Pemerintah diminta bersikap tegas kepada Greenpeace, NGO internasional Lingkungan Hidup, yang beroperasi di Indonesia. Pasalnya, kebijakan supermarket Iceland tidak lepas dari kampanye dan tekanan Greenpeace bahwa minyak sawit yang digunakan masyarakat Eropa berasal dari perusakan hutan dan ekosistem lingkungan.

“Sudah saatnya Indonesia tegas. Semua LSM yang hanya buat susah sebaiknya dievaluasi pemerintah Indonesia. Seperti yang dilakukan India,” kata Dr. Tungkot Sipayung, Direktur Eksekutif PASPI, Selasa, 24 April 2018.

Greenpeace adalah NGO lingkungan hidup dengan jejaring global di lebih dari 40 negara dengan kantor pusat di Amsterdam, Belanda. Korelasi kampanye Greenpeace Inggris dengan kebijakan Iceland dapat terlihat dari statement petinggi Iceland bahwa kebijakan perusahaan untuk menjawab tantangan dan kampanye aktivis Greenpeace.

Setelah pengumuman resmi Iceland yang akan melarang penjualan130 produk berbahan sawit mulai 2019. Greenpeace Inggris memberikan dukungan penuh. John Sauven, Executive Director Greenpeace UK, dalam keterangan tertulis menyebutkan, “Iceland has concluded that removing palm oil is the only way it can offer its customers a guarantee that its products do not contain palm oil from forest destruction. This decision is a direct response to the palm oil industry’s failure to clean up its act.”

Dukungan serupa muncul dari jejaring Greenpeace Indonesia. Kiki Taufik, Kepala Kampanye Hutan Global Greenpeace Indonesia, menuturkan “semua produk berbahan minyak kelapa sawit berkontribusi terhadap kerusakan hutan Indonesia, karena sampai sekarang belum ada produsen-produsen minyak sawit yang dapat membuktikan mereka bebas dari deforestasi.”

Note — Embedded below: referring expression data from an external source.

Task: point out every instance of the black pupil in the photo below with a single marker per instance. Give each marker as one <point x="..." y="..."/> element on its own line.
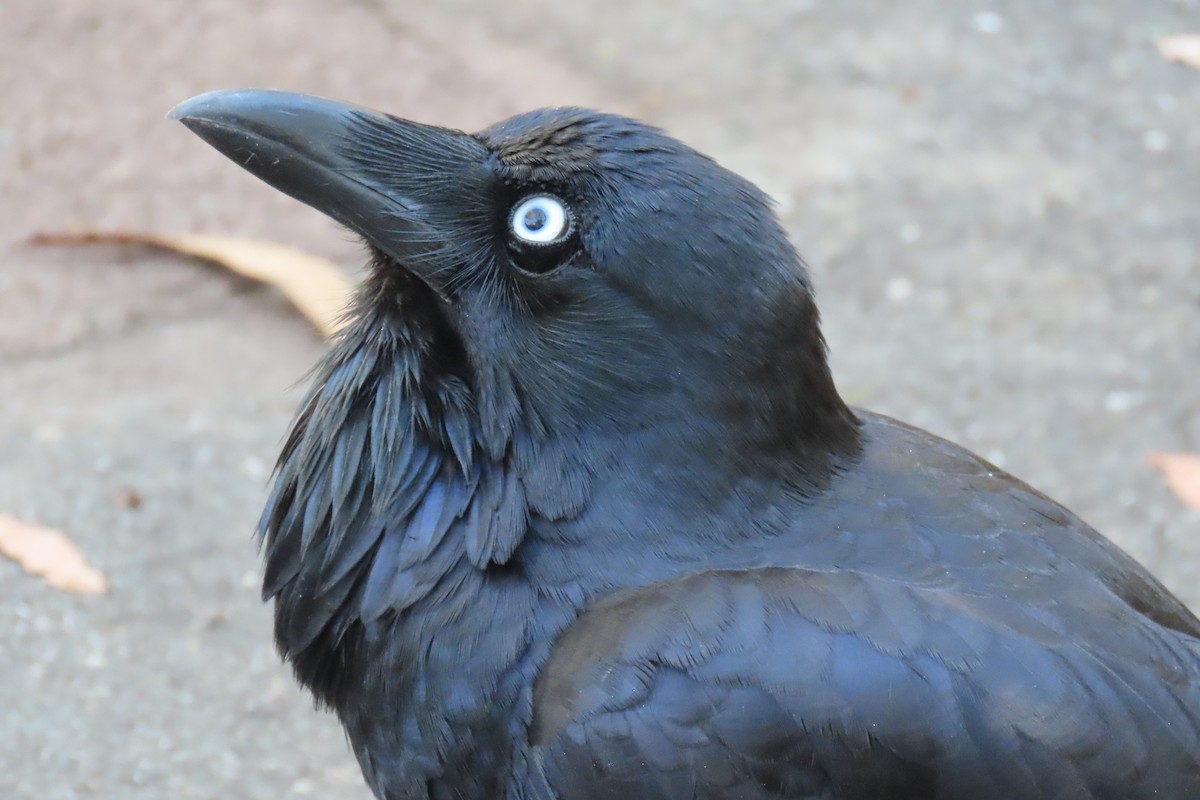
<point x="535" y="218"/>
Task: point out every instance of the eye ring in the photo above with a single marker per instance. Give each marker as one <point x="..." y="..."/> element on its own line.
<point x="540" y="220"/>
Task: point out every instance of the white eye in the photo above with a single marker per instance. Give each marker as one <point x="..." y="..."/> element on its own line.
<point x="540" y="220"/>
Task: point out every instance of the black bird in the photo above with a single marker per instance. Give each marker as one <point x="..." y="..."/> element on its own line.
<point x="574" y="510"/>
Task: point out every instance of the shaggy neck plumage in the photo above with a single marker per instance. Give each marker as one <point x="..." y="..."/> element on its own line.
<point x="383" y="495"/>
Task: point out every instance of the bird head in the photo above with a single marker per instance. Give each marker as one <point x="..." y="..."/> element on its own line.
<point x="581" y="268"/>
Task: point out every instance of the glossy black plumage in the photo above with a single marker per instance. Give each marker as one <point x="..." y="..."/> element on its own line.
<point x="588" y="519"/>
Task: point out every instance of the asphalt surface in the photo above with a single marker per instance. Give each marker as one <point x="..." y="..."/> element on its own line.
<point x="1000" y="204"/>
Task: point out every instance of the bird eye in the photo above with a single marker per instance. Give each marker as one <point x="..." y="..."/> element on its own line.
<point x="540" y="220"/>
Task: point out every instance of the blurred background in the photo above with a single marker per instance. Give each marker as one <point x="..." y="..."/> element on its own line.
<point x="1000" y="203"/>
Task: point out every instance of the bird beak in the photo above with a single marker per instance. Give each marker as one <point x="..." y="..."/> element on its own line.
<point x="399" y="184"/>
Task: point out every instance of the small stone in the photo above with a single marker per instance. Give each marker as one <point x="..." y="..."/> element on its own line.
<point x="127" y="498"/>
<point x="898" y="289"/>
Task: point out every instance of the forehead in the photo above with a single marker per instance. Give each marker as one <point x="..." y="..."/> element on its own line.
<point x="556" y="143"/>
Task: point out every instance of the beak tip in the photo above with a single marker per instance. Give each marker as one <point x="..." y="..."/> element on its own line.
<point x="213" y="104"/>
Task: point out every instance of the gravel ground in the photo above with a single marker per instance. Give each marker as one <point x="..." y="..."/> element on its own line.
<point x="1000" y="203"/>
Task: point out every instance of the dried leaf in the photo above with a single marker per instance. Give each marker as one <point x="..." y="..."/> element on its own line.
<point x="313" y="284"/>
<point x="1183" y="48"/>
<point x="48" y="553"/>
<point x="1181" y="473"/>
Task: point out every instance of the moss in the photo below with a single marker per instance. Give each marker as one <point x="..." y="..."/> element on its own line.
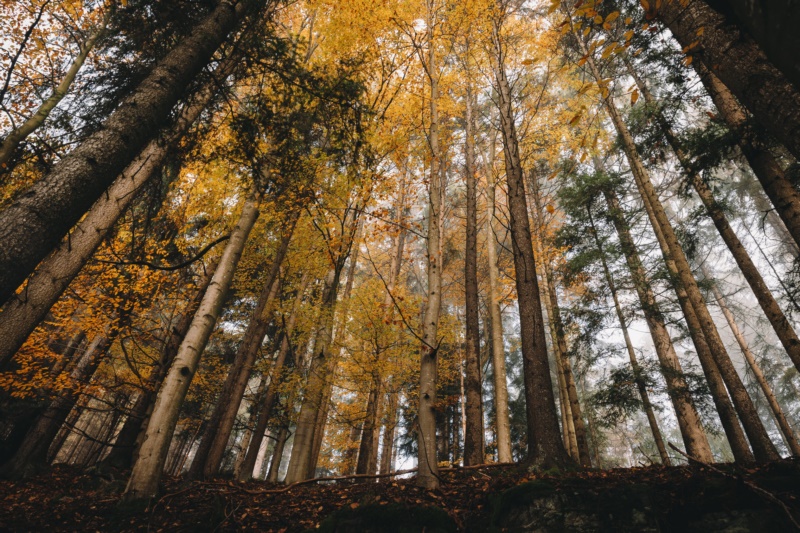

Menyikapi persoalan kampanye negatif sawit di Eropa. Anggota Badan Kerja Sama Antar Parlemen (BKSAP) DPR RI Fadel Muhammad meminta Pusat Pelaporan dan Analisis Transaksi Keuangan (PPATK) membekukan aliran dana Lembaga Swadaya Masyarakat (LSM) yang terbukti menjelek-jelekan Indonesia di luar negeri. Khususnya LSM yang mendapatkan aliran dana dari Uni Eropa.

Menurut Fadel, para LSM itu harus ditindak tegas atas sikapnya menjelek-jelekan industri minyak kelapa sawit Indonesia di Eropa. Apalagi sejumlah LSM asal Indonesia itu menyebutkan perkebunan kelapa sawit di dalam negeri merusak lingkungan.

Saya menemukan tiga hal perihal sikap LSM ini. Pertama, ternyata yang mempublikasi informasi-informasi yang tidak baik soal Indonesia di luar negeri, adalah LSM yang telah dibayar ini. Mereka dibayar untuk kepentingan bisnis dan politik di Eropa. Mereka telah menggadaikan nama baik Indonesia di luar negeri dengan mencederai nasib rakyat yang bekerja di industri kelapa sawit Indonesia,” papar Fadel seperti dilansir dari laman dpr.

Tungkot Sipayung mengatakan pemerintah punya kedaulatan penuh untuk memperbolehkan atau melarang organisasi luar beroperasi di Indonesia jika itu merugikan kepentingan Indonesia.

Karena banyak LSM lokal tidak punya legalitas badan. Bagi (LSM) punya legalitas pemerintah melalui perpu pembubaran/UU ormas bisa dibekukan. Apapun itu pemerintah harus lebih tegas atas LSM yang buat pemerintah repot,”pungkasnya.

Pada akhir Maret 2018, Keberadaan Greenpeace, NGO lingkungan hidup, mendapatkan penolakan dari Masyarakat Adat Airu Hulu, Kabupaten Jayapura, Papua. Pasalnya, Greenpeace kerap melakukan intervensi terhadap pengelolaan hutan di Papua.

“Kami menolak Greenpeace dalam pengelolaan hutan masyarakat adat,” tegas Kepala Suku Wau, Mathius Wau.